Nel caso di società di persone, qualora venga a mancare uno dei soci, la società continua con quelli, fra i suoi eredi, che manifestino la volontà di subentrare nella posizione del de cuius.
Non basta pertanto la semplice accettazione dell’eredità per l’acquisto della qualità di socio. L’art. 2284 c.c., per la continuazione della società tra i soci superstiti e gli eredi del socio defunto, richiede infatti una chiara manifestazione di volontà da parte di questi ultimi, a seguito di una preventiva offerta formulata loro da parte dei primi. Detto in altri e più chiari termini, deve realizzarsi un atto inter vivos perfezionativo dell’accordo di continuazione.

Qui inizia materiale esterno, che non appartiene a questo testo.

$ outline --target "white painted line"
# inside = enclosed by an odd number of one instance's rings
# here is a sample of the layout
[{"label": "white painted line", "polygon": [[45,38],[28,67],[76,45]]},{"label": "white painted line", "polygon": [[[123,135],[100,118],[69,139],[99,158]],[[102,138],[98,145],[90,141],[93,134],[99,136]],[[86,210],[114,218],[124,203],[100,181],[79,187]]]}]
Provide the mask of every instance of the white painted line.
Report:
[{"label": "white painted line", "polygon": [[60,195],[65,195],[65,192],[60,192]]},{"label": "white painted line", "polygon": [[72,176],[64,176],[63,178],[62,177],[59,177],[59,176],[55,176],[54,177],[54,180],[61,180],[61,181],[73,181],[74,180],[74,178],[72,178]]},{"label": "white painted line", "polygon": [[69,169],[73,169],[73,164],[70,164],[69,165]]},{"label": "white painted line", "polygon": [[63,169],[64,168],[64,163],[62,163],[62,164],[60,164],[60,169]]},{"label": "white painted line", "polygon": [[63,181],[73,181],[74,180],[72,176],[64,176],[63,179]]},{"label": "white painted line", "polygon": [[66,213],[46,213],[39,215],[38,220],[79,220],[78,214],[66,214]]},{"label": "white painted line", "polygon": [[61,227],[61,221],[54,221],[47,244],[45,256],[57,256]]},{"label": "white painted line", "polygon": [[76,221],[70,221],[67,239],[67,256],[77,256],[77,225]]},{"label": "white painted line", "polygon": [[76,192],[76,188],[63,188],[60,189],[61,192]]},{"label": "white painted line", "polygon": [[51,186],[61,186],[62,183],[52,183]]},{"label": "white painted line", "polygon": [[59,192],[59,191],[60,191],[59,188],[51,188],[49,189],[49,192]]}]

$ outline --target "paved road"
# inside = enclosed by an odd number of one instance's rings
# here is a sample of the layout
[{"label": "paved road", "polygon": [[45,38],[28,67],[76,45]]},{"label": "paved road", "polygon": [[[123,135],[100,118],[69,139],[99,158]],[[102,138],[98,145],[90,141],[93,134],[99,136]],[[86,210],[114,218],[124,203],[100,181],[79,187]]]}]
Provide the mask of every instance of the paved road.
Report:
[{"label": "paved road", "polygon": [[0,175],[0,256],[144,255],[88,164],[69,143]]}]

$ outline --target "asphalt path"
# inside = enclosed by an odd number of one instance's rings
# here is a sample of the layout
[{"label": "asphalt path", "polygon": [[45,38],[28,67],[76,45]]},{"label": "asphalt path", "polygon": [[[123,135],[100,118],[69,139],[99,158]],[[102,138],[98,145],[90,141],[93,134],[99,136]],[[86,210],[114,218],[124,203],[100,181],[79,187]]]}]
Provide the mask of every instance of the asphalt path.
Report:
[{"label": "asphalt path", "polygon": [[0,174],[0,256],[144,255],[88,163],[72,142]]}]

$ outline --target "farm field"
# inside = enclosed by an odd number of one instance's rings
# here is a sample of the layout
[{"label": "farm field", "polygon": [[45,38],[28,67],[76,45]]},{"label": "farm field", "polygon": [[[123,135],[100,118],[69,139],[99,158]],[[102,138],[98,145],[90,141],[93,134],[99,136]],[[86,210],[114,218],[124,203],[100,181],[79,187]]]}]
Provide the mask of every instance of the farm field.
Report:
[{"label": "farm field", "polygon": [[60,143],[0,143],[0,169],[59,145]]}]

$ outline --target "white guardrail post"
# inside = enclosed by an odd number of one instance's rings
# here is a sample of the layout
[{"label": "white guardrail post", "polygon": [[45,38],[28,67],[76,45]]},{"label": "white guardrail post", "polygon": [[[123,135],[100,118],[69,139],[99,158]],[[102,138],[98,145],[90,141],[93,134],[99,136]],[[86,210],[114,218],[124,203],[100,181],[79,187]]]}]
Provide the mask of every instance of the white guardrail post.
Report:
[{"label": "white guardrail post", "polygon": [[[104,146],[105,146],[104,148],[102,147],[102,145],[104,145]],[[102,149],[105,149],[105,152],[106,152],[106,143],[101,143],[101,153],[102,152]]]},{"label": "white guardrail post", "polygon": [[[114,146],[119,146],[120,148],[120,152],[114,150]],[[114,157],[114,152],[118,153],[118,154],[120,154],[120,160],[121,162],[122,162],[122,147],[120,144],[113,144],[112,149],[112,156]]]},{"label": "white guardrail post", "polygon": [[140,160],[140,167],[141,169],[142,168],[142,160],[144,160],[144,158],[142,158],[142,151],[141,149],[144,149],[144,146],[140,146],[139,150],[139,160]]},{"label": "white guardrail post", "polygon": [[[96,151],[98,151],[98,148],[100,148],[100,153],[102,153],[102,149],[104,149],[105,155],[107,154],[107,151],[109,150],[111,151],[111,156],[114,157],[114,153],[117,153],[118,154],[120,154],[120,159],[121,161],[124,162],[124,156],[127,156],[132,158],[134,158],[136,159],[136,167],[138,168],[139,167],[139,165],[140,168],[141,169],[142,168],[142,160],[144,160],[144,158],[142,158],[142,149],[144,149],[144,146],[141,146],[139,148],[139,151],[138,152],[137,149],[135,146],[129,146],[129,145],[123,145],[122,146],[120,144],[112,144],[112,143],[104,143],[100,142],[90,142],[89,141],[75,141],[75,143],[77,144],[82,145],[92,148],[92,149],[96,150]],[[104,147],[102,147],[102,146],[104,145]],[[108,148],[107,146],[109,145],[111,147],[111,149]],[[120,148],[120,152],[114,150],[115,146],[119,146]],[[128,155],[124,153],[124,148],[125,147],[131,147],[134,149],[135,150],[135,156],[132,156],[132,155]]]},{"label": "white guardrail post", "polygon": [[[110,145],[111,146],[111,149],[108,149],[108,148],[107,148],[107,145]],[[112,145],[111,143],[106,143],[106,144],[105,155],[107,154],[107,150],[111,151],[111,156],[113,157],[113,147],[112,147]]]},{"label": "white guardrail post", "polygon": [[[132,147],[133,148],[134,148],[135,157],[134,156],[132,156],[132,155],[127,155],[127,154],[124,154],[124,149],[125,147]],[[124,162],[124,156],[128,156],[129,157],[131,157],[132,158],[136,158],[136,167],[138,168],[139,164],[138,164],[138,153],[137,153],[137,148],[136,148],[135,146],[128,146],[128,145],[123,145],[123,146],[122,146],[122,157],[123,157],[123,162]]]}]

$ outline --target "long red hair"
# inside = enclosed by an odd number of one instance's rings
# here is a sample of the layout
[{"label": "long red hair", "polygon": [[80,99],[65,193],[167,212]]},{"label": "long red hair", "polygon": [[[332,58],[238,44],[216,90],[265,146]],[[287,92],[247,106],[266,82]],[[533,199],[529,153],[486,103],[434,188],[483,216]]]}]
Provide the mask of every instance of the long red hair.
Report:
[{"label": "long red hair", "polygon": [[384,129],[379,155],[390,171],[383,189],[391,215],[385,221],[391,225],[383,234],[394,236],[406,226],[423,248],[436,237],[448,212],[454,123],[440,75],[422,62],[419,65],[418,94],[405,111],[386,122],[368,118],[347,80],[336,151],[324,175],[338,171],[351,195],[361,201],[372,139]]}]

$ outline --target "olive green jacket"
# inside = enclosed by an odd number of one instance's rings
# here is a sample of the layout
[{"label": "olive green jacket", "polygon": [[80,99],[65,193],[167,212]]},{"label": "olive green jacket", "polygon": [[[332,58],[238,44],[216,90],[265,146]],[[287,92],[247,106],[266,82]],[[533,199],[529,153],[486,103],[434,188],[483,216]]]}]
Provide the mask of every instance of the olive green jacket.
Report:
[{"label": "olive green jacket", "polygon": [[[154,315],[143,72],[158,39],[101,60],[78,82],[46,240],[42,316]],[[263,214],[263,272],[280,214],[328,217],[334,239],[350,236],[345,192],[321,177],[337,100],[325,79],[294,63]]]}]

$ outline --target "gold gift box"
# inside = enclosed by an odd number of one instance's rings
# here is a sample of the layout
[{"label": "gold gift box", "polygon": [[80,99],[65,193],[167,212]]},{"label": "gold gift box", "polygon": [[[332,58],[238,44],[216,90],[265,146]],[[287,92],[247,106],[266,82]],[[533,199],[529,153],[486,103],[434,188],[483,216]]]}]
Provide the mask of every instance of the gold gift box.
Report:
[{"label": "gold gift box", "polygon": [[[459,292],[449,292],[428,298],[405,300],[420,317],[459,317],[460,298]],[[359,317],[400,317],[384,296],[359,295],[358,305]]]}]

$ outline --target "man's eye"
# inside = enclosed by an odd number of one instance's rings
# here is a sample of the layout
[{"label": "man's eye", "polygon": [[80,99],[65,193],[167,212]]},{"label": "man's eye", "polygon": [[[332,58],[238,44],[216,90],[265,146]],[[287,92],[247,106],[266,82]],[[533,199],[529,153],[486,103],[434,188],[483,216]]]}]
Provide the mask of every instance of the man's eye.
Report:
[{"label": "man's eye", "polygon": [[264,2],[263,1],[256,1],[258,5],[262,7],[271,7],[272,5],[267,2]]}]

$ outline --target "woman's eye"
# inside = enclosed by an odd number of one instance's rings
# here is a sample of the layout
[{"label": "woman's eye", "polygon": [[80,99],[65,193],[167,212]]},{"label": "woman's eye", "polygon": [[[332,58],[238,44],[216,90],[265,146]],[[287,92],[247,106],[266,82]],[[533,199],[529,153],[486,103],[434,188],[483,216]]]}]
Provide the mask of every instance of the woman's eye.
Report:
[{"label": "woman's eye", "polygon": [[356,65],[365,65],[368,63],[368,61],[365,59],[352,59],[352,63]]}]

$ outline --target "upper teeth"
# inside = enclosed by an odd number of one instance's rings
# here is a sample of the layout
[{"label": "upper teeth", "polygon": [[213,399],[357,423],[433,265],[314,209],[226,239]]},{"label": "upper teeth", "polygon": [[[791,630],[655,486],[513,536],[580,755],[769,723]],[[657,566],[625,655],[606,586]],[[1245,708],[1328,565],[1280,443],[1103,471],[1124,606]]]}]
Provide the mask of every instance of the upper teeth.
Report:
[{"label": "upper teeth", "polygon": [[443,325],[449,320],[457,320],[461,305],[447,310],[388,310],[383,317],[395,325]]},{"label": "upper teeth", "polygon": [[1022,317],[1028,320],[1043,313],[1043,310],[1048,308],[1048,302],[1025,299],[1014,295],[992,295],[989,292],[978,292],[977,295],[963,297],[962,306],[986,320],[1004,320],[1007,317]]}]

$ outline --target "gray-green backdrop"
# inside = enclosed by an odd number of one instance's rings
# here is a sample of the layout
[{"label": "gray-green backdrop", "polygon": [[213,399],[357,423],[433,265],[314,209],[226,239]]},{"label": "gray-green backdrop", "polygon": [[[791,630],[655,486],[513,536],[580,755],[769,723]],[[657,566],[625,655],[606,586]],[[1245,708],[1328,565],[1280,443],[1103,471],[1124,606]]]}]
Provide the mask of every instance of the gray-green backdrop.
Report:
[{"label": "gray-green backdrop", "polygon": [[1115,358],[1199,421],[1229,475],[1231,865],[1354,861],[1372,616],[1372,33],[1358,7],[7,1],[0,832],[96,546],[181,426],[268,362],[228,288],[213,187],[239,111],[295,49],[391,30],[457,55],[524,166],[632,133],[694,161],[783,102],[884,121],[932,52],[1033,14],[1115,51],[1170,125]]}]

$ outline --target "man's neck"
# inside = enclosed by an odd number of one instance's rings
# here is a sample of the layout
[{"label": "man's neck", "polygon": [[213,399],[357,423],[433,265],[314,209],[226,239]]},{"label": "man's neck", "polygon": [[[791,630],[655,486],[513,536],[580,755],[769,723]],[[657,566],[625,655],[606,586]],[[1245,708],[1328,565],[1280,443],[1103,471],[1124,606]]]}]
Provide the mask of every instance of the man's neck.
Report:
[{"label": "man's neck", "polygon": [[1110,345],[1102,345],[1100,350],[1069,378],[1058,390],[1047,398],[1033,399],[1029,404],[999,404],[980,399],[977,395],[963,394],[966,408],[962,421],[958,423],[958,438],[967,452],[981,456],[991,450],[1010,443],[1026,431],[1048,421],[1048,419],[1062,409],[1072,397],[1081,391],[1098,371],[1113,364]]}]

Gli eredi subentranti, una volta manifestata la volontà di entrare a far parte della compagine societaria, subentreranno ciascuno in proporzione alla quota ereditaria di propria spettanza. Occorre inoltre ricordare che gli eredi subentranti nella società di persone non debbono attuare alcun conferimento, beneficiando del conferimento effettuato in precedenza dal socio defunto.
La medesima disposizione normativa sopra richiamata impone poi, ai soci superstiti, l’obbligo di liquidare, agli eredi del socio defunto non intenzionati a subentrare nella società di persone, la quota loro spettante. Tali eredi maturano infatti un credito nei confronti della società proporzionale alla quota di partecipazione detenuta dal socio deceduto. Il successivo art. 2289 c.c. sancisce che, detta liquidazione a favore degli eredi non subentranti nella società di persone, vada effettuata entro il termine di sei mesi decorrenti dalla morte del loro dante causa.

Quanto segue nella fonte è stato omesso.